Since then, Ramaphosa has done everything he could to prop up South African capitalism, cutting corporate taxation as he drove down workers’ pay, reneging on public sector wage deals and slashing living standards. Inflation is at its highest rate since the rise in global food prices in 2008-09, running at an annual rate of 7.7 percent in October with basic foods prices increasing by 12 percent over the last year. A loaf of white bread now costs 16.18 rand compared with 13.55 a year ago and the price of fuel has risen by 56.2 percent from last year.
The rand has fallen from 15 to the US dollar in December 2021 to 17 this week as the South African central bank, along with its counterparts across the world, discussed further interest rate hikes—a move that will exacerbate the economic crisis engulfing the already heavily indebted country.
South Africa is the most unequal society on the planet. A staggering 33 percent of workers have no jobs, the third-highest unemployment rate in the world, while 30.3 million of the country’s 59 million population live in poverty and 13.8 million face food scarcity. The government’s response to the COVID-19 pandemic that saw more than 102,000 people lose their lives—if official figures are to be believed—served to exacerbate social and economic suffering.
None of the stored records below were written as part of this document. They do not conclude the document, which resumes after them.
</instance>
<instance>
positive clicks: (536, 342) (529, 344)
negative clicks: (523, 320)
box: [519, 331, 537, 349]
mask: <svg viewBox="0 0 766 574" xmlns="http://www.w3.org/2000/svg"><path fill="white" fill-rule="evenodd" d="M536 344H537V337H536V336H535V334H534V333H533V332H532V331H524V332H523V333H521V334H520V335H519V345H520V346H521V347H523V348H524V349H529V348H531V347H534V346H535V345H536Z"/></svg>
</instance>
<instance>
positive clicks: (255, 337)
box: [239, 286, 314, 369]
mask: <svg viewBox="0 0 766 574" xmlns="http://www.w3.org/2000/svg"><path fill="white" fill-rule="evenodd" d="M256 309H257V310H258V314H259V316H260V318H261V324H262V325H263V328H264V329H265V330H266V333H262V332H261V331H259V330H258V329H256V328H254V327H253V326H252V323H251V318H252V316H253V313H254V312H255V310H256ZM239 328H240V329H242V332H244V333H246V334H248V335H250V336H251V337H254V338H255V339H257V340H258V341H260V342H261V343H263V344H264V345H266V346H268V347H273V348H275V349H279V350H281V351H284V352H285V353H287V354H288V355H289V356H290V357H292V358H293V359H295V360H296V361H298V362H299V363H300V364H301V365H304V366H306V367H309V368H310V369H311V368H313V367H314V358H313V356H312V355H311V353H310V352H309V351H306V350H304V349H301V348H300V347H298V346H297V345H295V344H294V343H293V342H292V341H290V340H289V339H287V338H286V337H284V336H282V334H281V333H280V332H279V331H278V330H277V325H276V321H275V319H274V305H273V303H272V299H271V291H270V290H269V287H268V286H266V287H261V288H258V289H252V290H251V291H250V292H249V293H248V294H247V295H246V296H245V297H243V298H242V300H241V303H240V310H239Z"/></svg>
All this has earned Ramaphosa the undying hatred of South African workers, to the extent that hewas booed off the stage by striking gold miners at Sibanye-Stillwater at this year’s May Day’s rally in Rustenburg, the centre of the country’s mining region, where he was COSATU’s guest of honour. There have been strikes and protests over the skyrocketing cost of living, power outages for up to 10 hours a day and widespread unemployment that have made living conditions intolerable, forcing COSATU and the South African Federation of Trade Unions, two of the largest trade union federations, to call a “mass stay away” of non-essential workers in August demanding the ANC take action.
Ramaphosa was initially set on resigning following the scathing outcomes of the parliamentary report on the game lodge cash, but made a U-turn, apparently after discussions with his legal team and close allies, who fear both a social explosion and the loss of their own privileged positions if he is ousted.
Even if he survives a parliamentary vote, his position is widely seen as untenable, precipitating elections for a new leader at the ANC meeting later this month and for the presidency by the National Assembly. The South African rand has fallen sharply amid fears of the instability that could hold back the “reforms” demanded by the international financial institutions and markets as the country’s debt rises to 84 percent of GDP.
The entire trajectory of the ANC, and its trade union and South African Communist Party partners, serves as a devastating indictment of “black economic empowerment” and their programme of pro-capitalist and anti-working-class politics. It demonstrates the need for an entirely different political perspective and programme as workers around the world come into struggle against the capitalist class.
The International Committee of the Fourth International (ICFI) urges the construction of rank-and-file committees in workplaces, coordinated nationally and internationally through the International Workers Alliance of Rank-and-File Committees to give political and organizational expression to the developing global movement of the working class, and the building of a South African section of the ICFI to give political leadership to the international struggle against capitalism and for socialism.